Nel voler concederci una facile metafora, potremo dire che un’operazione come l’analisi del
testo letterario sia simile alla superficie riflettente di uno specchio; l’opera letteraria va
considerata non solo come un oggetto dalle precise caratteristiche fisiche e contenutistiche,
ma anche come sintesi di elementi culturali, appartenenti sia alla personalità dell’autore che
all’epoca e alla civiltà in cui si ritrova a vivere, di cui il testo diviene veicolo per
un’immagine riflessa di cui noi possiamo cogliere le caratteristiche.
Assodato questo dato di fatto, l’indagine sui testi letterari si configura sempre come
un’operazione complessa, specie quando l’immagine che questo specchio di carta ci
restituisce appare agli occhi di noi moderni sbiadita e distorta; in special modo questo
discorso vale per tutti quei prodotti letterari appartenenti all’Alto Medioevo, epoca in cui si
realizza la definitiva frattura di una primitiva unità culturale (di nome, almeno) con lo
stabilizzarsi di nuove forme linguistiche e di conseguenza di nuove tradizioni letterarie.

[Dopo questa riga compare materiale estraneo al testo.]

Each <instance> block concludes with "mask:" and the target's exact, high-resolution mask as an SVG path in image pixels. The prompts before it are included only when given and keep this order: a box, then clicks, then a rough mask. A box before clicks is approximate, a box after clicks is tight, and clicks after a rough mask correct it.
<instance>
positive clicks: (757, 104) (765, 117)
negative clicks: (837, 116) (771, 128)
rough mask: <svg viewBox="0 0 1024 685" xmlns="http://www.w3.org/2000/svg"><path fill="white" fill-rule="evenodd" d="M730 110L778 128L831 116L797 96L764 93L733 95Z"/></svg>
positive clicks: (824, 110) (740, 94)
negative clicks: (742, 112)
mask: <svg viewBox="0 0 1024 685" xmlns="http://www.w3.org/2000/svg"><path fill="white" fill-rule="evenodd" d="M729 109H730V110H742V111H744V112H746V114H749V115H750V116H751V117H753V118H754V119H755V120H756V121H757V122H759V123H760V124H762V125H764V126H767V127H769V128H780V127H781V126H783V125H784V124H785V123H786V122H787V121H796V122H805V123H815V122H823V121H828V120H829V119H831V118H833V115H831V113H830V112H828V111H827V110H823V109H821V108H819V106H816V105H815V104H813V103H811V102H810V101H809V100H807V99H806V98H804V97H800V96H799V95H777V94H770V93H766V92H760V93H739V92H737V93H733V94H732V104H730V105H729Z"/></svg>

Ciò che appare “nuovo” tuttavia risulta nella pratica sempre tributario di realtà più antiche, in
una continua osmosi tra materiali “classici”, sempre linee guida in cui si inseriscono nuovi
contenuti e modalità espressive, e materiali “nuovi”, come la letteratura cristiana, o immagini
recuperate da una cultura di sostrato più antica, come quella celtica; da qui si evince la
difficoltà nell’analizzare i simboli di cui i testi medievali sono portatori, in quanto la loro
identità non può essere stabilita tramite un’univoca risposta, ma è sempre da considerarsi
relativa, a seconda del punto di vista di volta in volta considerato.
L’immaginario medievale si nutre in misura massiccia di suggestioni simboliche, la cui potenza evocativa non ha mancato di colpire in misura più che significativa anche le
generazioni successive: un esempio ovvio è dato dal motivo del Graal, il piatto o coppa sacra
che Robert De Boron identificò come il calice dell’Ultima Cena nel suo “Joseph
d'Arimathie” e che ha costituito la sorgente di fiumi di inchiostro versati fino ai giorni nostri.
Il campionario di queste immagini che trovano origine nella tradizione medievale è ben più
vasto e variegato e prende spunto da numerosi ambiti: non solo oggetti quindi, ma anche
piante, animali, pietre, ecc. ecc. come testimonia l’ampia produzione di bestiari, erbari e
lapidari dell’epoca, tradizione antica, “classica” che tuttavia trova nuova linfa vitale proprio
in questo periodo.
Questa attività letteraria è spia di come il simbolo o le immagini simboliche, realistiche o
fantastiche, siano nel medioevo oggetto continuo di indagine speculativa e studio dei loro
rapporti con la realtà.
Il presente lavoro dunque si propone di analizzare la natura di un “simbolo”, inteso come
elemento comunicativo, atto a veicolare contenuti di significato ideale di cui diventa il
significante; la base dell’indagine sono i testi letterari in cui il simbolo scelto compare,
analizzati secondo una prospettiva di comparazione dei documenti utilizzati.